Arnold King writes in The American, Economics: A Million Mutinies Now, 2/27/12.
The conspiracy theorists and behavioral economists appeal to those who dislike economics. As economists, we remind people of some unpleasant truths. Such unpleasant truths are deserving of respect, even if not all economists are.
One unpleasant truth is that resources are finite. As individuals, we would each like unlimited access to medical services without having to pay for them. But economists will point out that this is not possible, and instead hard choices must be made. It would be easier to make health policy if resources were not finite, and people are understandably resentful when the consequences of finite resources are spelled out.
Another unpleasant truth is that the “intention heuristic” does not work on a large scale. The “intention heuristic” is to judge the morality of a policy by its intentions, without regard to its consequences. Instead, an economist will point out that a higher minimum wage might harm low-skilled workers, even though the intention is the opposite.

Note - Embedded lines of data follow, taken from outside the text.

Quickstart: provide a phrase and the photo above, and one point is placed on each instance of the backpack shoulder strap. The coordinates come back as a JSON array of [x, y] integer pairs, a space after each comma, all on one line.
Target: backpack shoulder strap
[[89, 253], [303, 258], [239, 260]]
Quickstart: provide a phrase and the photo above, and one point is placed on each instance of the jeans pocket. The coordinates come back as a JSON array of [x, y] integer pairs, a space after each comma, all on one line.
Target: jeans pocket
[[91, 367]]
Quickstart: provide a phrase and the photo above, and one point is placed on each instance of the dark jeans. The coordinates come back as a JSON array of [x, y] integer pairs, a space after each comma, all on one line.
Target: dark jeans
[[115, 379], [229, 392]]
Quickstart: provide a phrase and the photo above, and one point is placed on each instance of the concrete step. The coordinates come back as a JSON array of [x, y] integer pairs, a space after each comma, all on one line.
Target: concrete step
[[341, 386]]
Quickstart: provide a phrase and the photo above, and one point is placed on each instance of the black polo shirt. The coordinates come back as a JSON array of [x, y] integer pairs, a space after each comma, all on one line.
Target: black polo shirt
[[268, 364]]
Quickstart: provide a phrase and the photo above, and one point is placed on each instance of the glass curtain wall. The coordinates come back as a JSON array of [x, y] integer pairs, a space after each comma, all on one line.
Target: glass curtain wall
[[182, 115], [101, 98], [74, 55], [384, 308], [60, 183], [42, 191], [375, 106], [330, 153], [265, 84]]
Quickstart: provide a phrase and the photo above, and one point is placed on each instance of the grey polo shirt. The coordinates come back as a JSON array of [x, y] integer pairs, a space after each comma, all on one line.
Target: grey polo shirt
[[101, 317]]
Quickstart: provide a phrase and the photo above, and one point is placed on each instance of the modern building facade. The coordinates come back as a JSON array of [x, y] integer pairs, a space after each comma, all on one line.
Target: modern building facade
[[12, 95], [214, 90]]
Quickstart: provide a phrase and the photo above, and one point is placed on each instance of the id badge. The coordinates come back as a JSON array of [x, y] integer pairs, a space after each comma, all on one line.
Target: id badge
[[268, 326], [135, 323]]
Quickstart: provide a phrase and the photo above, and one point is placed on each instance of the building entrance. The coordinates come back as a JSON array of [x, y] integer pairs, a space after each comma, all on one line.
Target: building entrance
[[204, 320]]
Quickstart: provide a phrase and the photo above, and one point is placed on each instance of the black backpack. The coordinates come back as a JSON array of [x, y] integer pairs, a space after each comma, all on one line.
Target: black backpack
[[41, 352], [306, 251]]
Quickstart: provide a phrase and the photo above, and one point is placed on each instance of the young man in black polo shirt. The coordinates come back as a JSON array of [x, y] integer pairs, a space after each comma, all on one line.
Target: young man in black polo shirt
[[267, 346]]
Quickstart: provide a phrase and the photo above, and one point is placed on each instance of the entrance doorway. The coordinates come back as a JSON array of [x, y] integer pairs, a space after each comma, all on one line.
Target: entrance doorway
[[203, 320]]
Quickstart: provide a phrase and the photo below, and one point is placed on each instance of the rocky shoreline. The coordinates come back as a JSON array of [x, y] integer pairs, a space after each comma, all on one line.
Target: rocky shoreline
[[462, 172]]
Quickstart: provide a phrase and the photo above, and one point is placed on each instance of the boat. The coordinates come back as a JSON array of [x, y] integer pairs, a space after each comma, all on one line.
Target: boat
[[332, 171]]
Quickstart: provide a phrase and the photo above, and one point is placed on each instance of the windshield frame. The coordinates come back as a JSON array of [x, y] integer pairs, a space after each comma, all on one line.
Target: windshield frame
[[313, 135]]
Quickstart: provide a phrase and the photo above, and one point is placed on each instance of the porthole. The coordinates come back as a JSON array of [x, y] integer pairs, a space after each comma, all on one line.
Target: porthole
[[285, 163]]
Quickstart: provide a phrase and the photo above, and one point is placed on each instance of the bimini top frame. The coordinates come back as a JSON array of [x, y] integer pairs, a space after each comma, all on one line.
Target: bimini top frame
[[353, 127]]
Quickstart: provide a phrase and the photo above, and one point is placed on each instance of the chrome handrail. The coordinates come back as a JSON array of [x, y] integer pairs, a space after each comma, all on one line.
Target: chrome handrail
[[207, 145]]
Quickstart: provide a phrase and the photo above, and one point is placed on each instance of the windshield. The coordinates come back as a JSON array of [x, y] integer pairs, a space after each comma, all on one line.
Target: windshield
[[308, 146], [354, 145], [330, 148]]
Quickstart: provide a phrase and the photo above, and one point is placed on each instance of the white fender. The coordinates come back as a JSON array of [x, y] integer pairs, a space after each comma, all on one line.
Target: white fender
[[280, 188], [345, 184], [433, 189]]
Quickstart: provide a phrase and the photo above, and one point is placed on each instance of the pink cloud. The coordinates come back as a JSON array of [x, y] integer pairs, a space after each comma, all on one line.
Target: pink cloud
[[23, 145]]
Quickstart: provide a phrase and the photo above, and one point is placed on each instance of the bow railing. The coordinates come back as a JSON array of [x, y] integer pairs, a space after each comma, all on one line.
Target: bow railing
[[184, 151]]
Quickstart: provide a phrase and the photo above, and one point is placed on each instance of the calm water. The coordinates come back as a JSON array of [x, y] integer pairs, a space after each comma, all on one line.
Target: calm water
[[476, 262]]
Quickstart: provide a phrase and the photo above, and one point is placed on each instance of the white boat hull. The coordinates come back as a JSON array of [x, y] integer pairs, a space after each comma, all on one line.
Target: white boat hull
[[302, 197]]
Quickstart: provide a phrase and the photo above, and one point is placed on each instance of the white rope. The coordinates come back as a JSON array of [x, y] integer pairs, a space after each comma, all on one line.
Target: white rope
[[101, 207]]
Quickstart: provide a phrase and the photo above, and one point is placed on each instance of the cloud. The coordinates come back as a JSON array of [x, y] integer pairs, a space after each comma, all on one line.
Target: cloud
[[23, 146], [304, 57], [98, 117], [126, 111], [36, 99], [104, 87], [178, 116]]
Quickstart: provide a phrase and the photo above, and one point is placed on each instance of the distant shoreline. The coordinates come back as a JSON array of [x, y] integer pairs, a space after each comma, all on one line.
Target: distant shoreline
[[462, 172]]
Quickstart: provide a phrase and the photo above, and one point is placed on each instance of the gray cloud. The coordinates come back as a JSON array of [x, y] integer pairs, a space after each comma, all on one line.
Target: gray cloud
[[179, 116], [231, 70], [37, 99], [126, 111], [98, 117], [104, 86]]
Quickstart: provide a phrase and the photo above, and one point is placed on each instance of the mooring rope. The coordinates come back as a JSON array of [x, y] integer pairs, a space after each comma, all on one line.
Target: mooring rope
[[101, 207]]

It would be a lot easier to assess policy if the “intention heuristic” were reliable, and people are understandably resentful when the problems with that heuristic are exposed.

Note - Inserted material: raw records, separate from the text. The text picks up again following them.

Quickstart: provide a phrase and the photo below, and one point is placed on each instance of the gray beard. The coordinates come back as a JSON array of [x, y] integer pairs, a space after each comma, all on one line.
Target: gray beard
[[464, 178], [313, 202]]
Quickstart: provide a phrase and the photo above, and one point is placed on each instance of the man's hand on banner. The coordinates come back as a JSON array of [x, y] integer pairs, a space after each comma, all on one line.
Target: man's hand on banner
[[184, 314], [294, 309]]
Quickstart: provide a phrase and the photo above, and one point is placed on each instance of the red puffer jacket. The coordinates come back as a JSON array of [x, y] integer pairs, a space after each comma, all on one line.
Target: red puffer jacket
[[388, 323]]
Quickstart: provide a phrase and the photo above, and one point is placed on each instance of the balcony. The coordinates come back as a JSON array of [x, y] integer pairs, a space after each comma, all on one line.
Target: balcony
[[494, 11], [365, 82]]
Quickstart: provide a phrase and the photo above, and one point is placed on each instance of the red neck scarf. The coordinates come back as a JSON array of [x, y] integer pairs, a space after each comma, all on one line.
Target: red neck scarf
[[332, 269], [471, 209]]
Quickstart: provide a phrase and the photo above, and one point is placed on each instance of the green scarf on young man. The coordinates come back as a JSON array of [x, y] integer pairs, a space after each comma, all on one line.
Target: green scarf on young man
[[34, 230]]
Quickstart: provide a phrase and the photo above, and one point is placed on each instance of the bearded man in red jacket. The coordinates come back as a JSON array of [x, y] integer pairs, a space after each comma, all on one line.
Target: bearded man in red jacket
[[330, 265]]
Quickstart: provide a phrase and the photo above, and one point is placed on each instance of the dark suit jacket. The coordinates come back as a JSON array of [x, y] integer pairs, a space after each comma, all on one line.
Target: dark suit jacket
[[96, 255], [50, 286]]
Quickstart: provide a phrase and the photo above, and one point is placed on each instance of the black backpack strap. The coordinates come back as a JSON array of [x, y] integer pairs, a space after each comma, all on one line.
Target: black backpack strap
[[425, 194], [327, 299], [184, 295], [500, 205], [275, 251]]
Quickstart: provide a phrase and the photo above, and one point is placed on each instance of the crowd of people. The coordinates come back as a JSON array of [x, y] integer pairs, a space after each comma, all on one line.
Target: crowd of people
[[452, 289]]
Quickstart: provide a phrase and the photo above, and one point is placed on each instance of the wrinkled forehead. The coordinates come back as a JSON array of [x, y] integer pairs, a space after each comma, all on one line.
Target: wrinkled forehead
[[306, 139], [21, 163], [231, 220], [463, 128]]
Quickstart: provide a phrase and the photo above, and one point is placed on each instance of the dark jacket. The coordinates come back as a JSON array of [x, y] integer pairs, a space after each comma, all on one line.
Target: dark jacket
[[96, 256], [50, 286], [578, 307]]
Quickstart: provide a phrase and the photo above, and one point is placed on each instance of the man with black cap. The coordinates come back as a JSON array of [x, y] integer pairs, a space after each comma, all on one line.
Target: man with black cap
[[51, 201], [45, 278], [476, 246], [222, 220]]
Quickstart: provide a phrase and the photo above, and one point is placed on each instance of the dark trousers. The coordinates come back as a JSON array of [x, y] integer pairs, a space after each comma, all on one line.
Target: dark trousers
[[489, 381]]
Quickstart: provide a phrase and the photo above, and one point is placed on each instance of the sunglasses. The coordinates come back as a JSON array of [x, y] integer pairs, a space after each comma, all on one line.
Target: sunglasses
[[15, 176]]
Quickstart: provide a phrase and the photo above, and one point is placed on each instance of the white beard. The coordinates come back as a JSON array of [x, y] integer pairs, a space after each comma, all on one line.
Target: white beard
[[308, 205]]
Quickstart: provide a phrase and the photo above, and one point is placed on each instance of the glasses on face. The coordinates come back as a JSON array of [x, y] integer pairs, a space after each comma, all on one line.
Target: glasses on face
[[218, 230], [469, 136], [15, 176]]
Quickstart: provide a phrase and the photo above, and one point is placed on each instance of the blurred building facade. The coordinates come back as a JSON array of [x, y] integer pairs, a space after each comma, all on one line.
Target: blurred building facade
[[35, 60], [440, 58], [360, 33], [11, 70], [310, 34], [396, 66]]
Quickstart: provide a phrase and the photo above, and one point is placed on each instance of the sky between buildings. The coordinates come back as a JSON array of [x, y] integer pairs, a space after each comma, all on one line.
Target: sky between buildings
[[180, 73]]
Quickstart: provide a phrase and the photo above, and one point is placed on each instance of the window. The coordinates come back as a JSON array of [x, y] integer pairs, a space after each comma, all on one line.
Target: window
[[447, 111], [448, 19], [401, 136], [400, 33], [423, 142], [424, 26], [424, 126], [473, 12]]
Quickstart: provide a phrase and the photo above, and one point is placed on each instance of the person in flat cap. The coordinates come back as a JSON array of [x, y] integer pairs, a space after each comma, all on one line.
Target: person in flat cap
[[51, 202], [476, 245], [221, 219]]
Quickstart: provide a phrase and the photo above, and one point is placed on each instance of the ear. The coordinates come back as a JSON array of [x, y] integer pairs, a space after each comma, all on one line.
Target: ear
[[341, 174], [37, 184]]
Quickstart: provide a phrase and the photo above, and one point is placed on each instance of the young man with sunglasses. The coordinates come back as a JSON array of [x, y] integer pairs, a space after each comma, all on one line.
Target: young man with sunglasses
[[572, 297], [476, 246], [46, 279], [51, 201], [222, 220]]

Arnold’s article concisely describes the economics factions in a brief chart. He makes a point the people seemed disappointed in the profession because they do not accurately predict the future and they do not make magic. Predictions are most wrong during the most extreme periods when the need for accuracy is most valued. Efforts to contrive a unified theory of human behavior are dashed upon the rocks of human evolution, technological progress, and delusional certainty.
Good economics deals with a reality that often contradicts political promises. A good economist accepts reality. Political ideologues do not.